5.7 Pathological Test Cases
The 3D benchmark in (Figure
11) covers a wide range of practical problems, and our framework passes 100%. Nevertheless, it is possible to handcraft pathological tests that are more difficult to optimise. Following on from Figure
15, we optimise a severely twisted bar (Figure
17) by fixing its ends and using FFM, ABCD, and our RAMIPS and RSD energies. This is a corner case where both our RAMIPS energy and FFM generate inversion-free maps, but the final mesh overwinds around itself. ABCD generates a superior map, but with multiple twists and our RSD unfolds the bar to the least feasible number of twists with the same termination criterion. This difference is due to ABCD’s block-wise repair. Our framework instead needs to “blow” the whole mesh in order to un-flip hence, resulting in a global minimum. However, the difference between RAMIPS and RSD, lies in the underlying energy rather than our regularisation scheme.
We further stress test our framework with two randomised ogre heads that are then shrunk by 100
\(\times\). In Figure
18, the second initialisation is challenging because intermediate configurations develop around two lines (fixed vertices around ears) and the optimiser has to step through low curvature regions. Neither FFM nor TLC are suitable for such cases, as they perform best under fixed boundary simulations. With our regularisation scheme we were able to minimise RAMIPS/RSD/RSARAP and recover the rest shape, albeit under a much tighter
\(10^{-6}\) residual tolerance.
5.8 Comparison with Invertible Elasticity
Models that intentionally remove barriers in an attempt to extend energies to the infeasible zone are known as
invertible [Irving et al.
2004; Smith et al.
2018; Stomakhin et al.
2012]. Irving et al. [
2004] proposed an invertible model at the gradient level (PK1), resulting in an inconsistent treatment of gradients. Energetic consistency was restored by Stomakhin et al. [
2012] via
\(C^2\) extension, while a state-of-the-art
Stable Neo-Hookean (SNH) energy was proposed by Smith et al. [
2018] which removed barriers altogether.
Our regularisation also extends distortion energies into the infeasible zone at the singular-value level, so how is it related? Invertible elasticity removes barriers, making it unsuitable for generating inversion-free mappings in the presence of positional constraints. Our regularisation includes the barrier for repaired elements, and only regularises degenerate elements. Once the map is repaired, our approach reduces to those of locally injective methods.

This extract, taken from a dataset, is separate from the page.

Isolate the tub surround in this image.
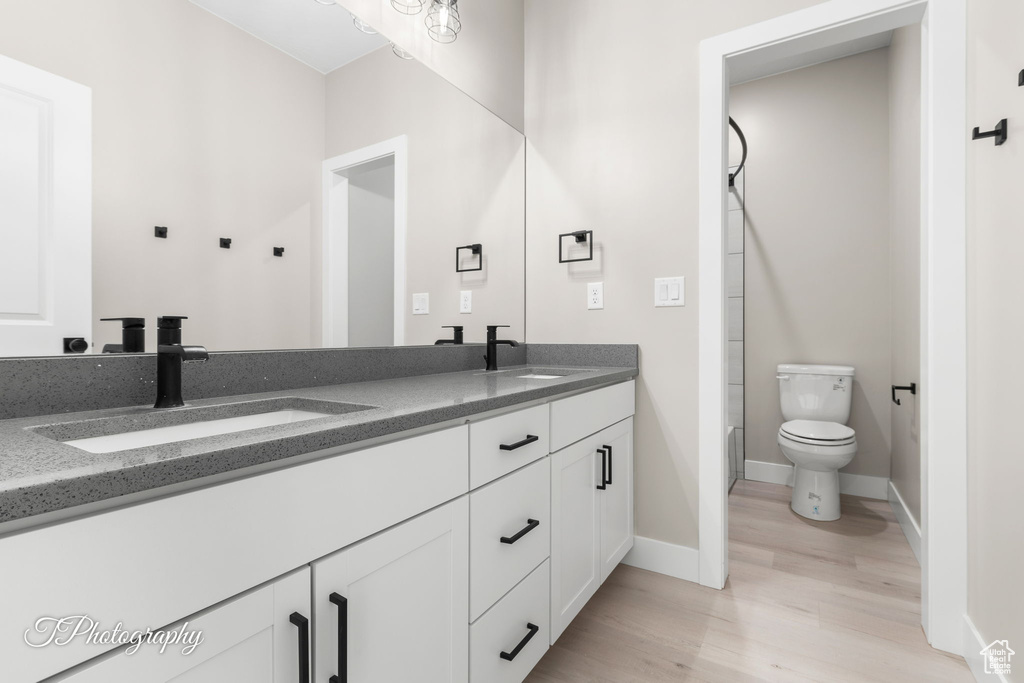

Invertible elasticity is not a suitable substitute for locally injective methods. We deform an elephant in Figure
19 by pushing the boundary vertices to extremes, and compare our RAMIPS energy with SNH [Smith et al.
2018]. While SNH is suitable for invertible simulations, it fails to generate an inversion-free mapping. With a traditional line search, the energy is minimised at a non-injective state, and with a Smith and Schaefer [
2015] line search, the simulation stalls.